Macquarie Wealth Research has noted May is the third most popular month for RBA policy changes.
Rates were cut in May twice in the past three years. The post-CPI, Statement on Monetary Policy meeting window offers a prime presentational opportunity for cuts.
Although the bank thinks the risk lies with the RBA being sidelined through to May.
“Perceived popularity challenges for the government mean the fiscal environment is more charged than normal,” the bank advised clients.
“The release of the Intergenerational Report means the fiscal policy window starts early.
“Confidence took a hit from the last Budget.
“The leadership landscape is such that there is a risk an RBA policy move could be co-opted as proof, or judgement, of the quality of the Budget or of the leadership.
“A June decision could be similarly tainted.
“The air clears from July, which brings August into the frame.”
The bank thinks that an RBA cut in April is also unlikely.
“Having received the capex figures, and the suite of GDP partial components, there is little in the way of top tier domestic data to drive the RBA to hold over a decision until April,” the bank said.

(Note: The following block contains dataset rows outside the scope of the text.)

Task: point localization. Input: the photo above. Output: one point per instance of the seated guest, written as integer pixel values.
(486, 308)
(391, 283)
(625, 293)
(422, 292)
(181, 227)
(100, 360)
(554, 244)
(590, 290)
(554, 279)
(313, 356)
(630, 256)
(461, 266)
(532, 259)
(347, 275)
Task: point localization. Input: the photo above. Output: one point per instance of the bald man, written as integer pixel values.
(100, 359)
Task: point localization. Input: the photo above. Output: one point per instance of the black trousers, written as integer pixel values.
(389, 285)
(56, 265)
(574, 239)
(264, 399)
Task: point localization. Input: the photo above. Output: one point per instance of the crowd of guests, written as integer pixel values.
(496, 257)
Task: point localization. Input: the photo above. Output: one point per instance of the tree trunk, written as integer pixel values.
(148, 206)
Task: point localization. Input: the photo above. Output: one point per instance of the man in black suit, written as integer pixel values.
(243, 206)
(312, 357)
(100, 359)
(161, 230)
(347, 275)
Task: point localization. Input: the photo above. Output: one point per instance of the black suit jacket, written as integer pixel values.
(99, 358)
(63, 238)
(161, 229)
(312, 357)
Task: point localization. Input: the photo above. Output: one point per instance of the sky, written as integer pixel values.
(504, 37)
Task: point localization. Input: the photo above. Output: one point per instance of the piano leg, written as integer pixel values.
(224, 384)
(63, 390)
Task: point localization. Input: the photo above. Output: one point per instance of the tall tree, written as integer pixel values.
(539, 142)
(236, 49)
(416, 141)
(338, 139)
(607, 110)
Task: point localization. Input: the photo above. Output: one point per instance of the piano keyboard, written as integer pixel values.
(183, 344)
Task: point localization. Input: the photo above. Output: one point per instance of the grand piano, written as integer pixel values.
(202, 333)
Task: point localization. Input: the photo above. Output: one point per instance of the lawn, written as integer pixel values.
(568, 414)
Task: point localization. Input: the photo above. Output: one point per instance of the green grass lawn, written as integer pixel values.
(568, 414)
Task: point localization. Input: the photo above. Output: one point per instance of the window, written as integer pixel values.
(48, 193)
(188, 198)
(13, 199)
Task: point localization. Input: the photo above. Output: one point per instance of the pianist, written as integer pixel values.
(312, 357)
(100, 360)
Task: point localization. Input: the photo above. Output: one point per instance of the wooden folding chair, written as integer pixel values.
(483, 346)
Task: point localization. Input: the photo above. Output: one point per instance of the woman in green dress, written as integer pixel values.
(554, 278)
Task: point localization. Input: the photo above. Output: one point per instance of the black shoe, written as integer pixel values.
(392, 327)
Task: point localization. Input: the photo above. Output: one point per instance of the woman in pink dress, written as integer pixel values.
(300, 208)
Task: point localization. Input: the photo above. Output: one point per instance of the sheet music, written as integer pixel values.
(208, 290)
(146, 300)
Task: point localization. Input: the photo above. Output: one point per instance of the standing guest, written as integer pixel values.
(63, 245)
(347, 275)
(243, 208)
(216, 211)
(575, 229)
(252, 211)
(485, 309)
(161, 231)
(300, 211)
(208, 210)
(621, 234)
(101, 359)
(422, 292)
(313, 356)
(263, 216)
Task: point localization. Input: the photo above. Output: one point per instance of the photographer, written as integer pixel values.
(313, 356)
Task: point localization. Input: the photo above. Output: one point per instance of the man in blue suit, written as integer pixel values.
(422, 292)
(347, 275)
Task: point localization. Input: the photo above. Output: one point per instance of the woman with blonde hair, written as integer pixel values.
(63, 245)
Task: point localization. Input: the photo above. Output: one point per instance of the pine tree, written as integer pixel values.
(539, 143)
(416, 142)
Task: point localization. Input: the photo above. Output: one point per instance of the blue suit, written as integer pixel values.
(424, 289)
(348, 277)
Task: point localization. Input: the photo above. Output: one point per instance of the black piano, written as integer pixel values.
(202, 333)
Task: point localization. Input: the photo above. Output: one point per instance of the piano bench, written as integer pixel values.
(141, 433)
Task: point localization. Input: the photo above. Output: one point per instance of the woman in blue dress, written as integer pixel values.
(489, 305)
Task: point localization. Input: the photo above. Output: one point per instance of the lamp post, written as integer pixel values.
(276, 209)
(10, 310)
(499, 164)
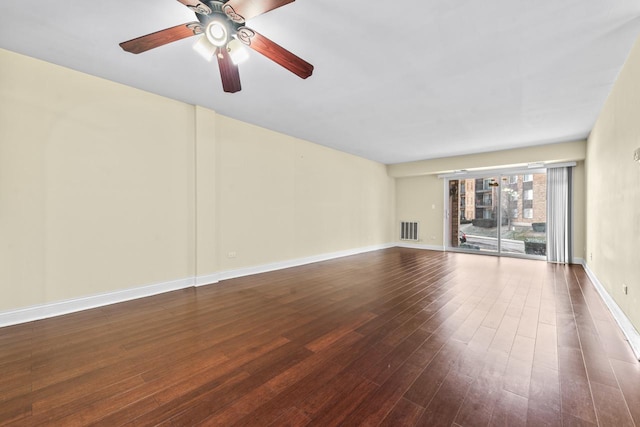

“The one catalyst we could envisage would be the release of the semi-annual Financial Stability Review (FSR) on 25 March.
“Given the hyperbole that has followed the February cut, the FSR would provide the RBA with the opportunity to present its assessment of the financial stability risks arising from future rate cuts.
“This is an unlikely scenario for an April decision, but one which can’t be ruled out given the infancy of macro prudential tools in Australia.”